Join the United States Armed Forces (any branch) and part of the provided uniform is one pair of standard-issue combat boots. Designed for dry conditions, the boots’ composite rubber soles provide adequate footing for walking on concrete, asphalt, and packed dirt, but not so much when the terrain is covered in mud, slush, snow, or ice. In slippery conditions, soldiers, marines, and national guardsmen use paracord to strap on spiked cleats for improved traction.

This concept saves space, weight, and cost as it eliminates the need to outfit every soldier facing extreme weather conditions with a second pair of boots. Rather, they slip a pair of thin lightweight cleats into a backpack and attach/detach them as needed. Though these spiked cleats are an excellent idea, creating them requires weeks of manufacturing lead time and uses costly production methods. These are unacceptable variables when dealing with short deployment windows and weather-related emergencies. Essentium believed these issues could be resolved with additive manufacturing (AM).

3D printed accessories can be precisely fitted for use on or over standard-issue military equipment to improve performance, extend life, and expand the capabilities of existing gear — in this case transforming ordinary combat boots into extreme weather snow boots.
Don’t reinvent the military boot, reinvent the accessory

Snow cleats, as they are often called, are traditionally made using several different materials and processes; a flexible base that straps to the underside of the boot is attached to a chain or wire mesh embedded with metal spikes for traction. Injection-molded parts must be created for every size boot in inventory — an expensive and lengthy process. Metal spikes must be cut and machined, and the parts are then assembled manually.

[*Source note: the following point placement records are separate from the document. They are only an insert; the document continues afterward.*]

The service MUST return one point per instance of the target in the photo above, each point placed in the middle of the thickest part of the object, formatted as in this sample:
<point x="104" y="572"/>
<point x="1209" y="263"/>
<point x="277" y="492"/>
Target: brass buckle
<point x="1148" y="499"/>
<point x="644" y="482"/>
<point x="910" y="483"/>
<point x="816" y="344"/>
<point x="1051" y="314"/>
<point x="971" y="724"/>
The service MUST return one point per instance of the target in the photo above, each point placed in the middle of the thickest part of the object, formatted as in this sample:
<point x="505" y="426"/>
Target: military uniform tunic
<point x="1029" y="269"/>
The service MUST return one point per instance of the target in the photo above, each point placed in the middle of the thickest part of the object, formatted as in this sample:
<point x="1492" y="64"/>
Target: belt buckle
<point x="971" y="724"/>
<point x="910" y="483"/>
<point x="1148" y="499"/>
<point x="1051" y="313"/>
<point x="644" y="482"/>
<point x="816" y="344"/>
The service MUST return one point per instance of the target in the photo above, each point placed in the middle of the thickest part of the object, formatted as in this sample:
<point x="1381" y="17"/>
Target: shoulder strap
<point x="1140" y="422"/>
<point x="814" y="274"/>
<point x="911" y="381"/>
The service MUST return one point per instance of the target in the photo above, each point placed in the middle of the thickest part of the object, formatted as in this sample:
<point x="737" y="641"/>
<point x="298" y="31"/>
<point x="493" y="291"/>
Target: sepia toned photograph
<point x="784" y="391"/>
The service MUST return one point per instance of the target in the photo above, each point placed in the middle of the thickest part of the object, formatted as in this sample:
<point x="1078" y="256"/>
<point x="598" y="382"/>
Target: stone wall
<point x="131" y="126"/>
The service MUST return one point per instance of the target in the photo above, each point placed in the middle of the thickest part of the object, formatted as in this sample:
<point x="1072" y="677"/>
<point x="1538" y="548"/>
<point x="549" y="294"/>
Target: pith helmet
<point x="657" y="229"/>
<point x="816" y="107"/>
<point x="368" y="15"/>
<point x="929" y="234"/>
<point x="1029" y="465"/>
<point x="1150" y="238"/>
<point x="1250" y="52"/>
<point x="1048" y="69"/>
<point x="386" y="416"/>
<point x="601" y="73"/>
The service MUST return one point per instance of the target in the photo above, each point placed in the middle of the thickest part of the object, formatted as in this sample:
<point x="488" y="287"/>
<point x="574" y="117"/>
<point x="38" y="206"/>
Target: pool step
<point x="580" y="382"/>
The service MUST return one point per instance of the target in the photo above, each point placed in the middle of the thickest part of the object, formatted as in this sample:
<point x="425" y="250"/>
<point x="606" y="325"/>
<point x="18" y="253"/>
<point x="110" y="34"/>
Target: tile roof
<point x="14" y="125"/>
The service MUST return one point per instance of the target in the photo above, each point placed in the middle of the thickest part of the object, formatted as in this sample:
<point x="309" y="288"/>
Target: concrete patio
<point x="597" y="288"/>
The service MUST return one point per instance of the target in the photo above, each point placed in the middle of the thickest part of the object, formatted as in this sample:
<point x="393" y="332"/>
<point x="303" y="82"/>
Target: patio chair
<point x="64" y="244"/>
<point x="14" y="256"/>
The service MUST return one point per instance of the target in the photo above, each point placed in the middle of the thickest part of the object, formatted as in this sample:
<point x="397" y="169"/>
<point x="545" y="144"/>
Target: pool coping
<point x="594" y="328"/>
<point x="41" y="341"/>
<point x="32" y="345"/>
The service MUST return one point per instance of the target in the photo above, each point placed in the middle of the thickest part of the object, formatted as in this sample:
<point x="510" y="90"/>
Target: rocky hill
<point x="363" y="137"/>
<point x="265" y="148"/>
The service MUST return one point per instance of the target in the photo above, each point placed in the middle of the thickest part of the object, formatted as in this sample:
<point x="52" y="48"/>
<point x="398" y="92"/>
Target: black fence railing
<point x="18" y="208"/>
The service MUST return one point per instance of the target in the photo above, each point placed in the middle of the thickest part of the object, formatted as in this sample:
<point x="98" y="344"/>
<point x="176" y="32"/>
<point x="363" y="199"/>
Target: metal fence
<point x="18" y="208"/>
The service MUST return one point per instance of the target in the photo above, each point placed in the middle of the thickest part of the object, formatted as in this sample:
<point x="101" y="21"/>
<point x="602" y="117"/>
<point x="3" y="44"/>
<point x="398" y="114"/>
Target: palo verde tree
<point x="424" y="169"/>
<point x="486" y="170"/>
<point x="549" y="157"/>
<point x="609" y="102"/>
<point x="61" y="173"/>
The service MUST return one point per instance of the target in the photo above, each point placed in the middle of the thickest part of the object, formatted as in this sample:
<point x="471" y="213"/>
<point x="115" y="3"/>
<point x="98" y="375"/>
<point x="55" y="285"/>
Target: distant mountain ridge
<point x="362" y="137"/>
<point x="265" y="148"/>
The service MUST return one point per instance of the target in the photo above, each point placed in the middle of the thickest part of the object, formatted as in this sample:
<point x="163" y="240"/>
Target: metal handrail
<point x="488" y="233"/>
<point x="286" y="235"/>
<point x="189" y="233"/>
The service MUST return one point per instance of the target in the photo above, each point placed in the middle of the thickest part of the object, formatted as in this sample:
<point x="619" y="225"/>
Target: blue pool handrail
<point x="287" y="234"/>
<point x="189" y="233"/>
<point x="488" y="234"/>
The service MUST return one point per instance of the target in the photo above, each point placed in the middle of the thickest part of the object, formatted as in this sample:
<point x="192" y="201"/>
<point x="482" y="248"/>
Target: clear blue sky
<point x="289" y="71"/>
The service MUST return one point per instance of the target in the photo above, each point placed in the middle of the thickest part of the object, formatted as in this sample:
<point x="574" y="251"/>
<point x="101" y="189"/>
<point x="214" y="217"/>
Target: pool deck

AM is an excellent alternative for this application as it reduces the number of technologies, machines, and materials to one, eliminating sub-assembly tasks and the need to inventory multiple parts, tools, and raw materials.

Mimicking the design of the Army’s most effective snow cleat, Leslie Bush, Essentium Applications Engineer, was able to quickly progress through the CAD-assisted software prototype and iteration process, experimenting with various spike geometries, patterns, and filaments to yield a workable model optimized for AM in just a few days.

The traction cleats are 3D printed upside-down in one piece, creating the flat base and boot attachment flaps first before building a precisely spaced pattern of raised spikes (Figure B). No assembly is required other than threading paracord for attachment to the boot.

The design was kept as slim as possible, approximately ½” in height, to occupy minimal backpack space. Essentium TPU-74D, a flexible, lightweight, yet high-performance filament, was selected for the material as it provides superior wear and tear resistance with performance equal to metal-spiked snow cleats. A one-piece solution, the Essentium cleat packs more spikes into the design for better traction yet retains the flexibility for the flaps to wrap snugly around the boot (Figure C).

Once the 3D design was finalized, the software easily scaled the cleat up or down proportionally to print one-piece traction cleats matching the exact sole size in the quantities needed — no molds required. In the event of a lost or broken cleat, a new one can be printed on-demand at the point of need for only the cost of filament; no minimum quantity order, no logistics headaches from waiting for third-party suppliers to deliver.

Turnaround is further improved as the large build area of the Essentium HSE 3D Printing Platform enables production at scale. Up to six pairs of cleats can be printed as a single job in just a few hours. Equipping an entire platoon or company with 3D printed traction cleats can be accomplished in a matter of days — perfect for situations with short deployment windows.

3D printed traction cleats are just one example of how AM can maximize the investment in other equipment and technologies, cut links out of supply chains, and return control over design, deadlines, and cost to front-line users.